Al escuchar las palabras de Hugo, se quedó en silencio, ligeramente aturdida. De pronto, recordó las innumerables veces durante esos diez años que había sudado en la sala de ensayo, bailando hasta que su ropa quedaba empapada; la danza ya era una parte esencial de su vida.

¿Por qué iba a renunciar a lo suyo solo por él?

Lo que decía Hugo tenía bastante sentido.

Melissa lo miró con una sonrisa:

—Mejor seré tu inversionista. No podré unirme a los bailes grupales; si todos ensayan y yo no asisto, sería un problema. Pero puedo hacer presentaciones como solista. Yo misma me encargaré de mis prácticas.

A Hugo se le iluminaron los ojos.

—¡Me parece perfecto! Solo pensaba contratar a una persona más y resulta que conseguí a una inversionista.

Sonreía de forma tan resplandeciente que a Melissa se le encogió el corazón. Conocía muy bien esa mirada; alguna vez, así era como ella le sonreía a Esteban.

Su expresión se apagó un poco.

Hugo sugirió:

—¿Te llevo a ver mi oficina y la sala de ensayo?

Ella lo pensó un momento; no estaba mal ir a ver las instalaciones antes de ir a visitar la vieja casa de sus abuelos. Así que asintió.

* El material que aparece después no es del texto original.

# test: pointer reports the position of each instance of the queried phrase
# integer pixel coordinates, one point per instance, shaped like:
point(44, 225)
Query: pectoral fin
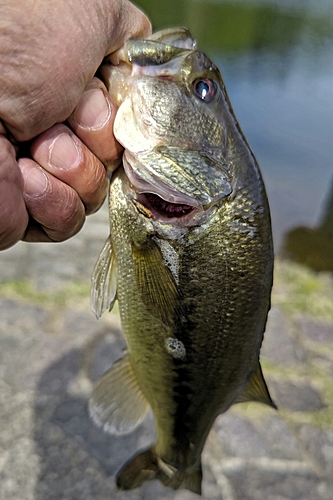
point(156, 284)
point(257, 390)
point(104, 281)
point(117, 403)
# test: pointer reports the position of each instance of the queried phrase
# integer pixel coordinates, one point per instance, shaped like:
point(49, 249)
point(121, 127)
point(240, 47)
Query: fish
point(189, 258)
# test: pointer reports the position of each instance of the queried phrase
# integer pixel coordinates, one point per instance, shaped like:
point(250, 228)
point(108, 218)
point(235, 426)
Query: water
point(276, 60)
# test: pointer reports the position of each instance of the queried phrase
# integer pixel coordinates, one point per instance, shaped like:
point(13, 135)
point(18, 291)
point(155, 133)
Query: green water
point(276, 58)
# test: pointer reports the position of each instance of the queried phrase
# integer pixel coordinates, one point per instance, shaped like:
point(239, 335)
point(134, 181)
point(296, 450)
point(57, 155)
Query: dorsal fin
point(257, 390)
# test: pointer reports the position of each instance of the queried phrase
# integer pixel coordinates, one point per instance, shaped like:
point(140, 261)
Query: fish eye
point(204, 88)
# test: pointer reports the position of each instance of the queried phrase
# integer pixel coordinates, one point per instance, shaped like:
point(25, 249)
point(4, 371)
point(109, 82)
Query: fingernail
point(36, 182)
point(93, 110)
point(64, 153)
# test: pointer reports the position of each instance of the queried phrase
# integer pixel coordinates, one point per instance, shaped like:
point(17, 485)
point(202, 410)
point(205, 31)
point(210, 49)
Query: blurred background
point(276, 58)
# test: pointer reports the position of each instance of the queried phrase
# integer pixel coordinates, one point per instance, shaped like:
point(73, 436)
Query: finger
point(55, 207)
point(92, 121)
point(133, 24)
point(13, 213)
point(63, 155)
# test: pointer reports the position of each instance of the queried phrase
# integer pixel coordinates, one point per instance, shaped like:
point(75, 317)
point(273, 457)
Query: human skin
point(49, 56)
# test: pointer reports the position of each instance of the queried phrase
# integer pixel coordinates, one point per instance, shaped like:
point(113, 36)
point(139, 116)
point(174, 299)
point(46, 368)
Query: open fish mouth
point(162, 208)
point(160, 200)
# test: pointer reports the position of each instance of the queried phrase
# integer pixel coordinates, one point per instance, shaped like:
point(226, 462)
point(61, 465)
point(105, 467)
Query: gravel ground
point(52, 349)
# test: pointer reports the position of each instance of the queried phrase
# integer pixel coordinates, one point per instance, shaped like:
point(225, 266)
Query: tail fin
point(146, 466)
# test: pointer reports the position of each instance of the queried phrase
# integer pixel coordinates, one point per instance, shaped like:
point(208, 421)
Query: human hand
point(46, 197)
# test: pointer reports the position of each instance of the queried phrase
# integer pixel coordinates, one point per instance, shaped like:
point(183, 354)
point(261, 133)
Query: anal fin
point(147, 465)
point(257, 390)
point(117, 403)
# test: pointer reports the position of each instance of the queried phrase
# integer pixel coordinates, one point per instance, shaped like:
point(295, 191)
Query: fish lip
point(141, 186)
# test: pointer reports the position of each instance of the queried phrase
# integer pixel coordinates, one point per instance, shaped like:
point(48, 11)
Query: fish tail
point(146, 466)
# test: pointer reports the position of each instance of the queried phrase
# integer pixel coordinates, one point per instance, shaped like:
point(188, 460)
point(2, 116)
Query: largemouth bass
point(189, 259)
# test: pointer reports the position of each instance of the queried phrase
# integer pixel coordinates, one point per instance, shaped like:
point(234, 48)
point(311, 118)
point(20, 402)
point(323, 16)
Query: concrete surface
point(52, 349)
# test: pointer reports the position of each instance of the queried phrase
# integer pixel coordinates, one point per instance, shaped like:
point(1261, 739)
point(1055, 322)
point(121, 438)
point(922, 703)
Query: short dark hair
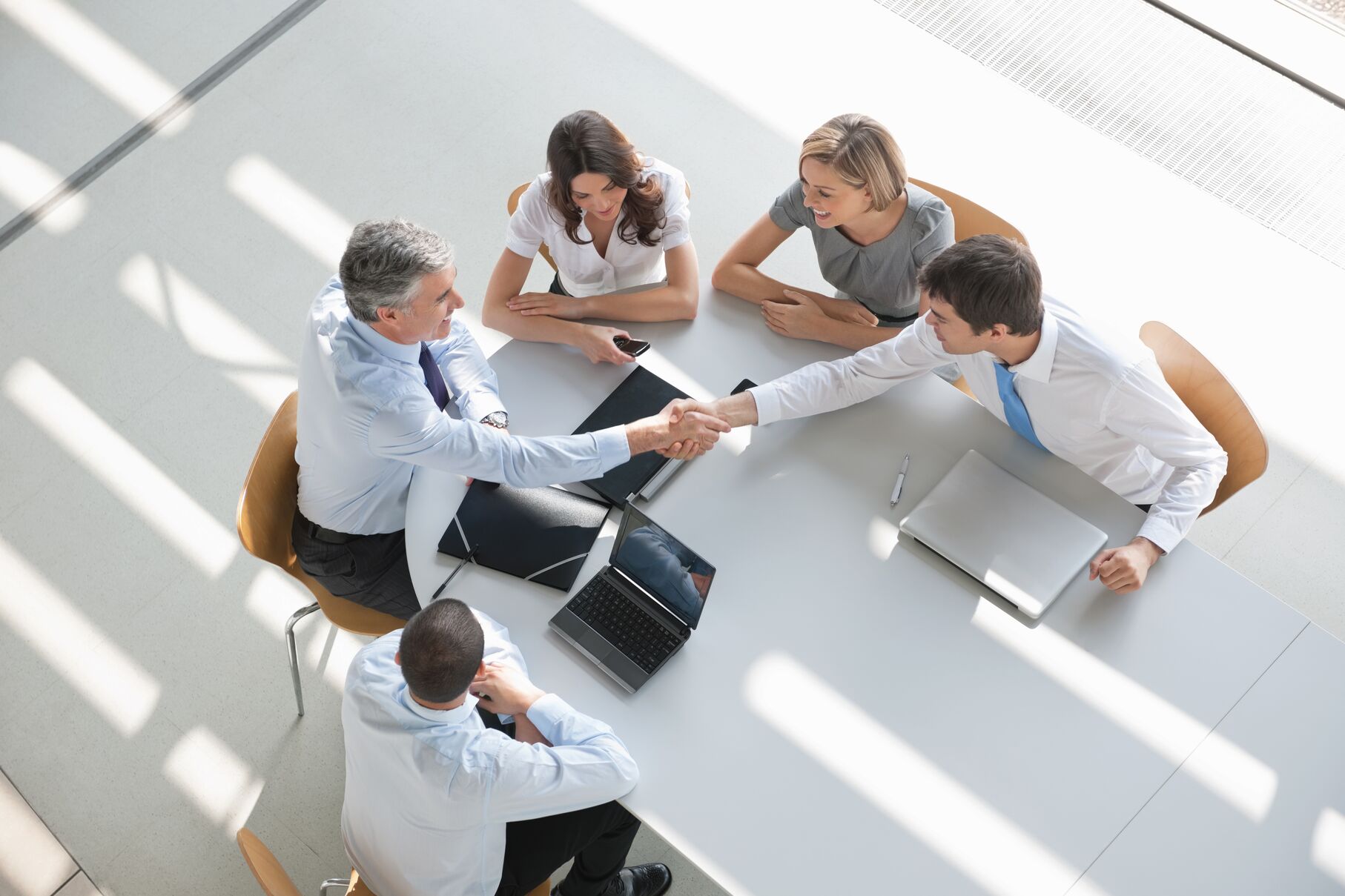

En el tercer piso del hospital, al final del pasillo, Esteban observaba con la mirada ensombrecida cómo Melissa se subía al auto con otro hombre.

Mauricio preguntó:

—¿Quiere que investiguemos a ese hombre?

—No es necesario. —Apartó la mirada, sin creer que Melissa fuera capaz de tener algún tipo de enredo amoroso con nadie. Luego, preguntó sobre otro asunto—: ¿Ya la encontraron?

Mauricio tensó su expresión:

—No, señor. Para garantizar la imparcialidad del evento, los participantes usaban seudónimos, y Hera jamás aceptó conceder entrevistas.

Además, de eso ya habían pasado doce años; rastrearla era casi imposible.

—Sigan buscando —ordenó con voz grave.